Mars Once Had Way More Oxygen in Its Atmosphere Than We Thought

The red planet turns out to be even more Earth-like than we ever imagined.

Kevin Gill

Turns out, Mars used to have a lot more oxygen than scientists thought. A new study published in Geophysical Research Letters finds that NASA’s Curiosity rover has found chemicals in the red rocks that suggest the Mars possessed an atmosphere that retained a much higher oxygen content than it currently does — giving a more Earth-like chemical composition that goes hand-in-hand and ancient Mars once teemed with vast lakes and oceans on the surface, and used to have a robust atmosphere.

Curiosity has a little instrument called the ChemCam that recently picked up high levels of manganese oxides in rocks lining the Kimberly region of the Gale crater. The existence of this element supports the notion that free oxygen once flowed across the Martian surface, during a time when the planet was warmer.

“The only ways on Earth that we know how to make these manganese materials involve atmospheric oxygen or microbes,” says lead study author Nina Lanza in a news release. “Now we’re seeing manganese-oxides on Mars and wondering how the heck these could have formed.”

NASA's Curiosity Mars rover at a location called "Windjana," where the rover found rocks containing manganese-oxide minerals, which require abundant water and strongly oxidizing conditions to form.

NASA

Microbes are a possibility — after all, scientists are dying to know whether primitive life ever did or currently does exist on Mars — but an atmosphere with oxygen seems much more plausible. “These high manganese materials can’t form without lots of liquid water and strongly oxidizing conditions, said Lanza. “Here on Earth, we had lots of water but no widespread deposits of manganese oxides until after the oxygen levels in our atmosphere rose.”

The question remains: how did an oxygen-rich environment form on the surface of the planet? Lanza and her team speculate that at the time Mars was losing its magnetic field — and therefore its atmosphere — Mars’ vast bodies of water began to break up. From the water, oxygen was freed up and began to permeate the air in a much greater abundance. That oxygen also spilled into the bedrock and created the rusty color that gives the red planet its nickname today.
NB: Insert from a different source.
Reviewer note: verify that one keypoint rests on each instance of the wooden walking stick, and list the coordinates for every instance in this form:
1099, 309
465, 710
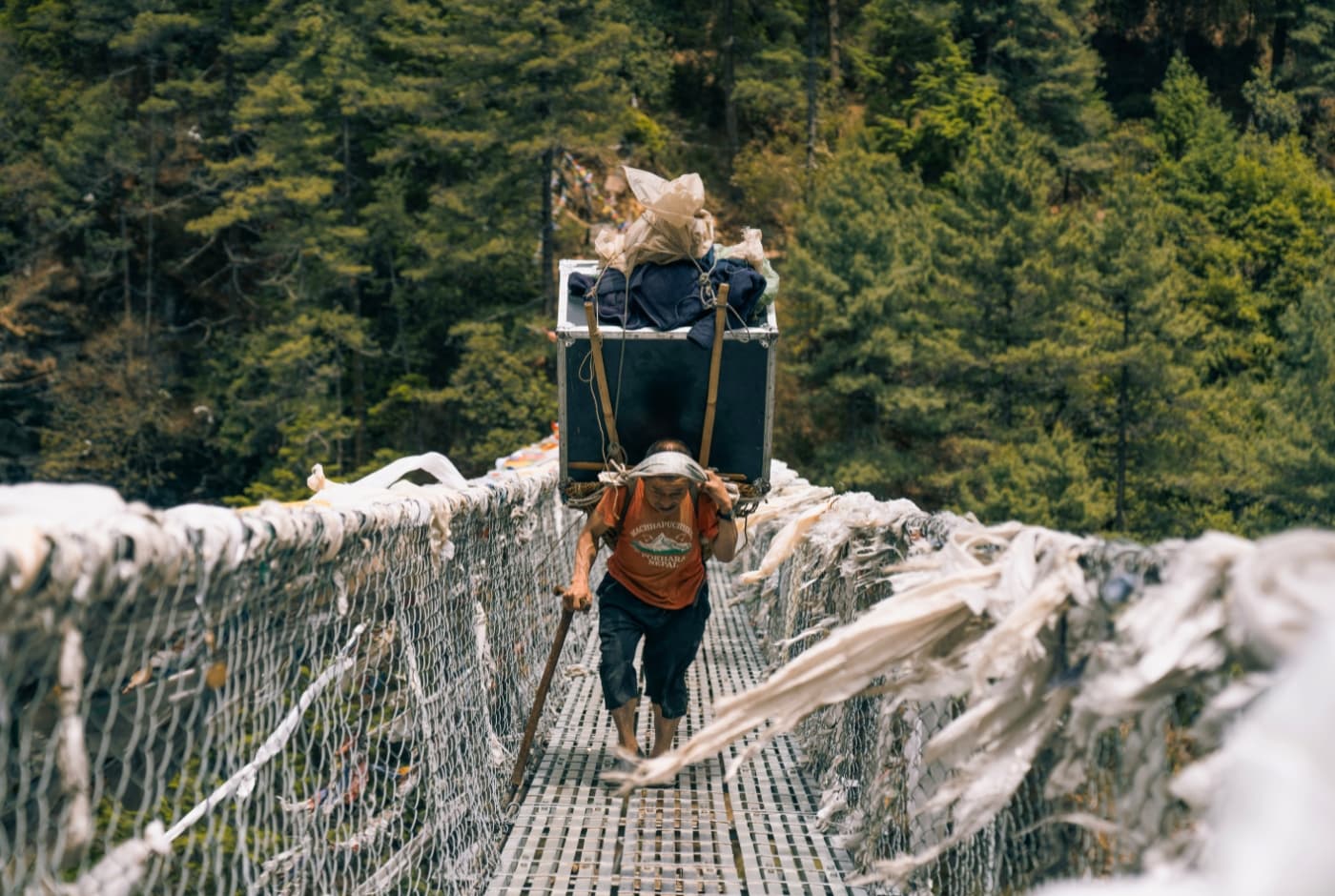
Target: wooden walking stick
541, 697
Of course, solar winds continued to strip Mars of its atmosphere as the magnetic field was shed, and all the oxygen seems to have disappeared into the cosmos.

“It’s hard to confirm whether this scenario for Martian atmospheric oxygen actually occurred,” says Lanza. “But it’s important to note that this idea represents a departure in our understanding for how planetary atmospheres might become oxygenated.”

And of course, an oxygen-rich Mars could have boosted the chances life could have evolved on the planet. Oxygen is an incredibly important component of life on Earth, and if conditions were just right, microbial life resembling Earthly organisms might have spawned on an ancient Mars.